# Converting 4 variable if else condition to Linear integer program

There are four variables: $$x_1, x_2, x_3, x_4$$.

If you choose either $$x_3$$ or $$x_4$$ or both — then you should choose exactly one of $$x_1$$ or $$x_2$$.

If you choose neither $$x_3$$ or $$x_4$$ — then there is no restriction in choosing $$x_1$$ or $$x_2$$.

I have come up with the following if else logic for this, but cannot proceed from there.

If $$x_3+x_4 = 0$$ then $$x_1 + x_2 \ge 0$$

If $$x_3 + x_4 \ge 1$$ then $$x_1 + x_2 = 1$$

Can you let me know how to come up with an integer linear program with this understanding?
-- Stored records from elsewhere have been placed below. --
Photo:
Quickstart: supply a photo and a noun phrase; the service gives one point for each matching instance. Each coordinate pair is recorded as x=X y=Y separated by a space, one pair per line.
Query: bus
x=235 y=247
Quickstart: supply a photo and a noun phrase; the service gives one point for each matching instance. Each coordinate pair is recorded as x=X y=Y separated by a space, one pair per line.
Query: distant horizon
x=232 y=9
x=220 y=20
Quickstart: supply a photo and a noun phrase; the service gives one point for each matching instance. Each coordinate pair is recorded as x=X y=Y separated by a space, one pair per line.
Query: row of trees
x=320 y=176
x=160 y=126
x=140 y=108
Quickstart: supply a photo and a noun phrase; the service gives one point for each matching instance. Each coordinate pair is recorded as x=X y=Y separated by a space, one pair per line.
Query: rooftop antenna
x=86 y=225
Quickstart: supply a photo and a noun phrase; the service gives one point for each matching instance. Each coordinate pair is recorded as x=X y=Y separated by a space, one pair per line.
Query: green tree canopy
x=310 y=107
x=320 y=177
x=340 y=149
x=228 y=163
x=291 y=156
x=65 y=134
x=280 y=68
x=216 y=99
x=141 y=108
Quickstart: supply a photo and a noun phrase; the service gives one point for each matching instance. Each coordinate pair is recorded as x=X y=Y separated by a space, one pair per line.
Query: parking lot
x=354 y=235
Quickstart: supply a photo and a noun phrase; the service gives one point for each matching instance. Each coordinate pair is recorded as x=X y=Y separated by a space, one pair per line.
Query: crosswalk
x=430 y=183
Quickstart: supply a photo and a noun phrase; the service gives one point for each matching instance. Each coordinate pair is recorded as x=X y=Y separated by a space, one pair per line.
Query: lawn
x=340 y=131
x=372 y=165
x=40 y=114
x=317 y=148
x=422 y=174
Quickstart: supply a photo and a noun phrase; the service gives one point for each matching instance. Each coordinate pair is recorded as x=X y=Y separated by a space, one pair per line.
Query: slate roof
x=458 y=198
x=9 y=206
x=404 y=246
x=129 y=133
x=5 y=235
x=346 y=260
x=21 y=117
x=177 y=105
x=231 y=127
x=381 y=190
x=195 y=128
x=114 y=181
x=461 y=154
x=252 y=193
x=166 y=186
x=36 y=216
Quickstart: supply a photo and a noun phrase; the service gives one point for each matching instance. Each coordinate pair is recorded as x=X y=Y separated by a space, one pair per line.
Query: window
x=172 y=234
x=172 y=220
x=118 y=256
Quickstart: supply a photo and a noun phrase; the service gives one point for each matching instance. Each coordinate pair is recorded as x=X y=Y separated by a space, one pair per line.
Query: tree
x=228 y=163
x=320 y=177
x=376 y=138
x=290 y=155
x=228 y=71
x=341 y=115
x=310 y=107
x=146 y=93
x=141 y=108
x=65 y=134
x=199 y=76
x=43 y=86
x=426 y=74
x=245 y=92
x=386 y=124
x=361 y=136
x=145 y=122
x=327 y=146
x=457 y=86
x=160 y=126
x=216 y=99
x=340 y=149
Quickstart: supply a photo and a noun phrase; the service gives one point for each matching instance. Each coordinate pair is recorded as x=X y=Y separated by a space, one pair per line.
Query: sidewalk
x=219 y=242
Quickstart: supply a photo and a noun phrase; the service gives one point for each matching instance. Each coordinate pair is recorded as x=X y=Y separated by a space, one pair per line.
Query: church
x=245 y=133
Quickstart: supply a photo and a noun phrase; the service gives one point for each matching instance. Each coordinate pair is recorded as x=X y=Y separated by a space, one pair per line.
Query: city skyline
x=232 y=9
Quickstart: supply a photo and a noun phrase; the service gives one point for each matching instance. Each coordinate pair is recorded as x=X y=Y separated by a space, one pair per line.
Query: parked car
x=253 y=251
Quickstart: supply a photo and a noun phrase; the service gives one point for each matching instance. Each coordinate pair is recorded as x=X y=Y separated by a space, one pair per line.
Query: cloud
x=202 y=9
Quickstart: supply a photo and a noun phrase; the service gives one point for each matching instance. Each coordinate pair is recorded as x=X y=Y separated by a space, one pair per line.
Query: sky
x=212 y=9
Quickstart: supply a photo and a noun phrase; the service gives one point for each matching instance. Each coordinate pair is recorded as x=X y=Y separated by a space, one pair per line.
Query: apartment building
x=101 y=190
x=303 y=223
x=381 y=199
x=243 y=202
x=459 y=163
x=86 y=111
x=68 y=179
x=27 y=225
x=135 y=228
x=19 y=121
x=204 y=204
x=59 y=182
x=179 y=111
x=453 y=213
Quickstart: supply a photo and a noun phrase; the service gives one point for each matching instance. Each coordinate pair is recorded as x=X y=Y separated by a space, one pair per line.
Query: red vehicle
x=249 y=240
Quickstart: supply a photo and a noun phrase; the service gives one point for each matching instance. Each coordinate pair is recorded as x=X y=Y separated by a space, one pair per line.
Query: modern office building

• If x3 and x4 are not binaries then use comparisons blog.adamfurmanek.pl/2015/09/12/ilp-part-4 Then use material implication and exclusive or blog.adamfurmanek.pl/2015/08/22/ilp-part-1 Commented Apr 1, 2021 at 6:19
• All x1, x2, x3 and x4 are binary variables. Commented Apr 1, 2021 at 7:23
• The material implication is enough. Commented Apr 1, 2021 at 10:14

Every logical formula can be converted to conjunctive normal form (CNF), that is, into a conjunction (AND) of clauses (OR). In turn, a clause $$\ell_1 \lor \cdots \lor \ell_m$$ can be expressed as the constraint $$\ell_1 + \cdots + \ell_m \geq 1$$. In this way, you can express any logical condition in an integer program.
As an example, consider the logical formula $$x \oplus y$$, that is, exactly one of $$x,y$$ is true. While it can be expressed directly as $$x + y = 1$$, let's see how to do it using CNF. Putting it into CNF, we get $$(x \lor y) \land (\lnot x \lor \lnot y)$$. Therefore we add the following constraints: $$x + y \geq 1$$ and $$(1-x) + (1-y) \geq 1$$, i.e., $$-x-y \geq -1$$.